The report stated that all but three metro areas in the U.S. will see job gains this year. This will be led by Myrtle Beach, South Carolina, which is expected to see a growth of three percent. It is likely that employment will decrease the most in Carson City, Nevada, which will fall by 1.1 percent. Employment is also expected to drop in Odessa, Texas by 0.1 percent and Midland, Texas by 0.2 percent.

The report said that trader, utilities, health services, transportation and business services will witness the best growth in jobs.

“By the end of this year, the report forecasts that almost every one of our 363 metro economies will see job gains, and the nation will have gained back 48 percent of its lost jobs,” said Los Angeles Mayor Antonio Villaraigosa, who also serves as the  president of the Conference of Mayors. “But despite this progress, one thing remains clear: the recovery is slow and it’s uneven.”

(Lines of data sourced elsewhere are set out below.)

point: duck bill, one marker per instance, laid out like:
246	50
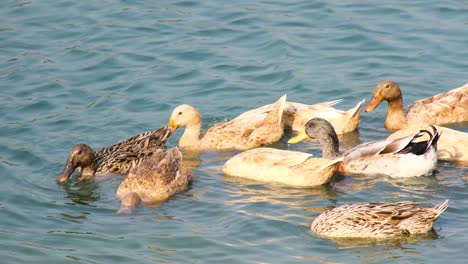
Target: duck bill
172	125
376	100
302	136
66	173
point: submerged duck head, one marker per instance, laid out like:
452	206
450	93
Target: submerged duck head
184	115
323	131
385	90
82	156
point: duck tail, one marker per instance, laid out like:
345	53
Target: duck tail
279	107
128	203
440	208
434	138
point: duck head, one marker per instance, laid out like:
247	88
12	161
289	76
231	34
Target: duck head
184	115
385	90
323	131
82	156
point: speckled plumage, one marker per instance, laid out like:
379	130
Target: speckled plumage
156	178
376	220
116	159
404	157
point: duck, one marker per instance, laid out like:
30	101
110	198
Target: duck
377	220
251	129
296	115
443	108
287	167
155	179
405	157
452	146
116	159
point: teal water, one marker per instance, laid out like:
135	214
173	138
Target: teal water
97	72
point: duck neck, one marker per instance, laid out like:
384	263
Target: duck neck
330	145
191	136
86	172
395	119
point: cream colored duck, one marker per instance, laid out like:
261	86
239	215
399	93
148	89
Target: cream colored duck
155	179
254	128
116	159
444	108
377	220
404	157
452	145
281	166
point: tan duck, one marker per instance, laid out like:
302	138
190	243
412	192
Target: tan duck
281	166
377	220
444	108
254	128
116	159
155	179
452	145
296	116
404	157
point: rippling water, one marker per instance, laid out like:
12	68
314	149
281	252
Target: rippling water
98	72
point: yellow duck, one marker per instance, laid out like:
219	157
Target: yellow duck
444	108
452	145
404	157
376	220
155	179
116	159
254	128
281	166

Employment fell in 125 metro areas in 2011.

Thousands of employees in the construction industry were put out of work because of the housing bust in the country. In 2011, state and local governments cut budget numbers, which led to layoffs, most of them in the education sector. The unemployment rate for the nation has been sitting above 8 percent for 35 straight months after peaking at 10 percent in October of 2009.

The rate has been dropping recently, hitting 8.5 percent in December, and metro areas are hoping that they will return to employment highs that were reached in the final months of 2007, right before the recession hit the country.

The U.S. Labor Department announced earlier in January that unemployment rates were lower in the month of November than they were one year earlier in 351 of the 372 metropolitan areas questioned for the report. It also said that 259 metro areas said that non-farm payroll employment had also increased.

“At this time only 26 metro areas have completely recovered jobs lost in the recession. By the end of 2012, another 26 will have, and an additional 99 will have recouped over one-half of their losses,” said the IHS Global Insight survey.

“But for almost 80 metros, full recovery is over five years away. The recovery is very uneven across U.S. regions, with the southeastern and southwestern metros, who were most affected by the housing bubble, looking ahead to years of recovery.”

The forecast from the IHS said that increasing disparities in wealth could threaten cities.

“Income decline and increasing inequality is an important issue for metro areas, as the trend in median income decline has not been experienced evenly,” it said. “From 2009 to 2010, metro area households experienced a 2.2 percent decline in median household income while households in rural areas did not experience a statistically significant decline.”